When I was a boy I had been afraid of this downstairs bathroom. The cistern, which must have been from the 1950s, the type with a metal lever and a small black ball on the side, always got stuck and kept flushing long after anyone had used it, and the noise, issuing from the darkness of the floor no one used, empty, with its clean, blue wall-to-wall carpeting, its wardrobe with neatly hung coats and jackets, its shelf for my grandparents’ hats and another for their shoes, which in my imagination represented beings, everything did then, and its yawning staircase to the floor above, always frightened me to such a degree that I had to use all my powers of persuasion to defy my fears and enter the bathroom. I knew no one was there, I knew the flushing water was only flushing water, that the coats were only coats, shoes only shoes, stairs only stairs, but I suppose the certainty only magnified the terror, because I didn’t want to be alone with all of it, that was what frightened me, a feeling which the dead non-beings intensified. I could still recognize that way of perceiving the world. The toilet seat looked like a being, and the sink, and the bath, and the garbage bag, that greedy, black stomach on the floor.

This particular evening, however, my unease with it rose again because my grandfather had collapsed here and because Dad had died upstairs in the living room yesterday, so the deadness of these non-beings combined with the deadness of the two of them, of my father and his father.

So how could I keep this feeling at arm’s length?

Oh, all I had to do was clean.
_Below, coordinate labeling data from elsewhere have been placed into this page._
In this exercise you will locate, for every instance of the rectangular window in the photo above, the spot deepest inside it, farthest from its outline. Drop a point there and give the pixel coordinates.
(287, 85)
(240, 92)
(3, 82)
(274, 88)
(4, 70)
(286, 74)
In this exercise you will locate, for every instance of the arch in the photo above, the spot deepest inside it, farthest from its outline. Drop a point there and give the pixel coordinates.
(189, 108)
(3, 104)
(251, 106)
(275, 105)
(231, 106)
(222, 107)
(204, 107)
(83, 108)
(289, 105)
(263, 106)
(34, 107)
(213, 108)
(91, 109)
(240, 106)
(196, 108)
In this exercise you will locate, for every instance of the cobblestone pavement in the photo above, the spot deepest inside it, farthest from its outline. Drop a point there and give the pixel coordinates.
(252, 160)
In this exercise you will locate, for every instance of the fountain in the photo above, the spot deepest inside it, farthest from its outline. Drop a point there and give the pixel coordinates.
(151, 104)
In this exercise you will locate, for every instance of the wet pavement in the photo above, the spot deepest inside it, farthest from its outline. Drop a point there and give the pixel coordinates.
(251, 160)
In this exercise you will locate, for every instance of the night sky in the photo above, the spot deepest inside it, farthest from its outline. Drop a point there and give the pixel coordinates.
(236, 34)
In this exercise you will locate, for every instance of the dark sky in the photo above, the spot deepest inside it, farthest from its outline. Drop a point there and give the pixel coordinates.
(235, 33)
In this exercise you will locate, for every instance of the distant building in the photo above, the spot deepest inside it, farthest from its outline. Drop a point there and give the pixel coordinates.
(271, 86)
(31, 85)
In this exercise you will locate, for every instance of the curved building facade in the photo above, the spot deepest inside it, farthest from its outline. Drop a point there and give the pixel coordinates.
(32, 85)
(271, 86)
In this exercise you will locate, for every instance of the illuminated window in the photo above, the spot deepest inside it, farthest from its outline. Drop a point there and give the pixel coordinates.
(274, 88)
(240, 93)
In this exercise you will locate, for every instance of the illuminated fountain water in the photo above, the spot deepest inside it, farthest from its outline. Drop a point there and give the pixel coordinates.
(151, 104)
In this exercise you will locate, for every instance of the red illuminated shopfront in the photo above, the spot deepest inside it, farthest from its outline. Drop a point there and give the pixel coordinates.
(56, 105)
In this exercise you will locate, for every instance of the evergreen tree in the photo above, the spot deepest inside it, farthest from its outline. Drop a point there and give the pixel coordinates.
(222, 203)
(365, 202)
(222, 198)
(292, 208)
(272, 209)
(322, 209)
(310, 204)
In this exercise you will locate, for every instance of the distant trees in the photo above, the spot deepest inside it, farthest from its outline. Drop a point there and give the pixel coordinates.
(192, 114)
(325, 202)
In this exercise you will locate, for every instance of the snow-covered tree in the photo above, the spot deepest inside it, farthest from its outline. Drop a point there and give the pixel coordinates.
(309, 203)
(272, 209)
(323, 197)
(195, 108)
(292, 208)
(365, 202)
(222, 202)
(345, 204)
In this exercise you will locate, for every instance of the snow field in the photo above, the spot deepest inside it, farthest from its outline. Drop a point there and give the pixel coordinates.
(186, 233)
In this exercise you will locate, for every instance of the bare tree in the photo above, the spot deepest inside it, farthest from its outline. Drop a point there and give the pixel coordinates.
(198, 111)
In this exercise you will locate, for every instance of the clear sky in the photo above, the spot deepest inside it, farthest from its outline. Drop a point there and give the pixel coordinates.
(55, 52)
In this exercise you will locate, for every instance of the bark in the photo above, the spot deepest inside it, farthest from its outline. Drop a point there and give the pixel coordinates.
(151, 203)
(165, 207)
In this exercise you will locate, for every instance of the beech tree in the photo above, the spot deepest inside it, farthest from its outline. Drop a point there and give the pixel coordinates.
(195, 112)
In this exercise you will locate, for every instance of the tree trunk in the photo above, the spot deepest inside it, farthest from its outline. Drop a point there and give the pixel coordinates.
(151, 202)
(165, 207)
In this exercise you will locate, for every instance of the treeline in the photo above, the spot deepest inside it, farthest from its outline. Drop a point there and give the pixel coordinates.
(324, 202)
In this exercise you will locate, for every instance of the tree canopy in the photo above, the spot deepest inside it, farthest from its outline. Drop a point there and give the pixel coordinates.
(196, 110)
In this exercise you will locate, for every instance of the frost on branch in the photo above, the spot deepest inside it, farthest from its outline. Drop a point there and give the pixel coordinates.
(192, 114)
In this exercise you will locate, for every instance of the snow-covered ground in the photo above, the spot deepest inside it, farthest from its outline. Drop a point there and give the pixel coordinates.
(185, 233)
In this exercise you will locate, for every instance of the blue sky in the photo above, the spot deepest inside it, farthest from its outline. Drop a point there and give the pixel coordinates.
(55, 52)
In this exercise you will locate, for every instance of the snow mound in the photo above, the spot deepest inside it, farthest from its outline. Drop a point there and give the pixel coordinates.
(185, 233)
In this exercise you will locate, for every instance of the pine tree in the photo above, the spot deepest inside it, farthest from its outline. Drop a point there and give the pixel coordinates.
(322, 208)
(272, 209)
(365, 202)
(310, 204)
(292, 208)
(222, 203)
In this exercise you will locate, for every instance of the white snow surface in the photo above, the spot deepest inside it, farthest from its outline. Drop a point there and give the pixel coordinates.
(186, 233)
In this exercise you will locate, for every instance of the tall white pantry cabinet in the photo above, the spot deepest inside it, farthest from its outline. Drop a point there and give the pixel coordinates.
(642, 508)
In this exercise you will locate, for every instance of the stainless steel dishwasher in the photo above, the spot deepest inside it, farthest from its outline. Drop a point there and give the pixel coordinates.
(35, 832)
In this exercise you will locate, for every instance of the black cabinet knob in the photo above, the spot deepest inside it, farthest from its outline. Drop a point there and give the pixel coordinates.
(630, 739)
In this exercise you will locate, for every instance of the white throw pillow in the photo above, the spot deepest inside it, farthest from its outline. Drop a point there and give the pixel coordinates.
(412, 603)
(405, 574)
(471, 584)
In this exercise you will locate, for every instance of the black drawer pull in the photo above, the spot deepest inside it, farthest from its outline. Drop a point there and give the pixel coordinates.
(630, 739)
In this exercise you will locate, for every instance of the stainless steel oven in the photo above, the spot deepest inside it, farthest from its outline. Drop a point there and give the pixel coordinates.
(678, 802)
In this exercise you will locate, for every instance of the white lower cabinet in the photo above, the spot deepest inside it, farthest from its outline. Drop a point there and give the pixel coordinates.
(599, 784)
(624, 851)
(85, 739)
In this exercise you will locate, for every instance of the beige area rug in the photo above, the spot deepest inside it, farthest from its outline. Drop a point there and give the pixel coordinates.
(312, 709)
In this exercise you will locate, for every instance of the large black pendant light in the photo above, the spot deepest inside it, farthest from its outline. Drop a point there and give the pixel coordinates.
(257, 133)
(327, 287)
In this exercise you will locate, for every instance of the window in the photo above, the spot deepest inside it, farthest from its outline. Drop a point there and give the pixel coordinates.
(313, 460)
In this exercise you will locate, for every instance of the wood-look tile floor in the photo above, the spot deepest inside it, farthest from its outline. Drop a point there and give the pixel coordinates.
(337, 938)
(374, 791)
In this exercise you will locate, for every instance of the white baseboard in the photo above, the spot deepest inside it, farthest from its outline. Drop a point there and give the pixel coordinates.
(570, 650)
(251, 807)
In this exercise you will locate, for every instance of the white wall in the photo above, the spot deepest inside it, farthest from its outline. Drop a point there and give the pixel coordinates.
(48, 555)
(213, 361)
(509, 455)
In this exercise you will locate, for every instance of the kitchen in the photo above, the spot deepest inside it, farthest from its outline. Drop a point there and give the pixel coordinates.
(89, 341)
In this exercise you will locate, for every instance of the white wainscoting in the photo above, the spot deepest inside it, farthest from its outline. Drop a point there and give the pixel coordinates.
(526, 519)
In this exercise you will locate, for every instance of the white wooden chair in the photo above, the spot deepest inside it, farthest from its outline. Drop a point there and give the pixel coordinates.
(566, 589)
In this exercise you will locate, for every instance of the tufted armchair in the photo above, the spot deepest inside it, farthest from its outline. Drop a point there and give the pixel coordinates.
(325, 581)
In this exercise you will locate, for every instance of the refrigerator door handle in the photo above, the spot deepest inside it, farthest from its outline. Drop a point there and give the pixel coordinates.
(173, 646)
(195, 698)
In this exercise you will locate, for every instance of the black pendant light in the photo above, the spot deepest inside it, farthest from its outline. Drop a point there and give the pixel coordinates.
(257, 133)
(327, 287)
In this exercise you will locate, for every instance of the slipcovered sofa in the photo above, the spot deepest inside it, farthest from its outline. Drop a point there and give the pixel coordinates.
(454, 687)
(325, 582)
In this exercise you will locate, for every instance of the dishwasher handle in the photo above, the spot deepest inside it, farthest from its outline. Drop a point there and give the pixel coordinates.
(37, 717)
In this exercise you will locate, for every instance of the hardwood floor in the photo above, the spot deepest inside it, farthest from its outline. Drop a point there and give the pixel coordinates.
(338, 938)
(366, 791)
Scour and scrub and rub and wipe. See how each tile became clean and shiny. Imagine that all that had been destroyed here would be restored. All. Everything. And that I would never, never ever ever, end up where he had ended up.

After I had washed the walls and floor, I poured the water down the toilet, pulled off the yellow gloves and turned them inside out and hung them over the rim of the empty red bucket while making a mental note that I had to buy a toilet brush as soon as possible. Unless there was one in the other bathroom, that is. I looked. Yes, there was. I would have to use that for now, whatever its state, and then buy another one on Monday. On my way across the floor to the stairs I stopped. The door to Grandma’s room was ajar, and for some reason I went over, opened it, and peeped in.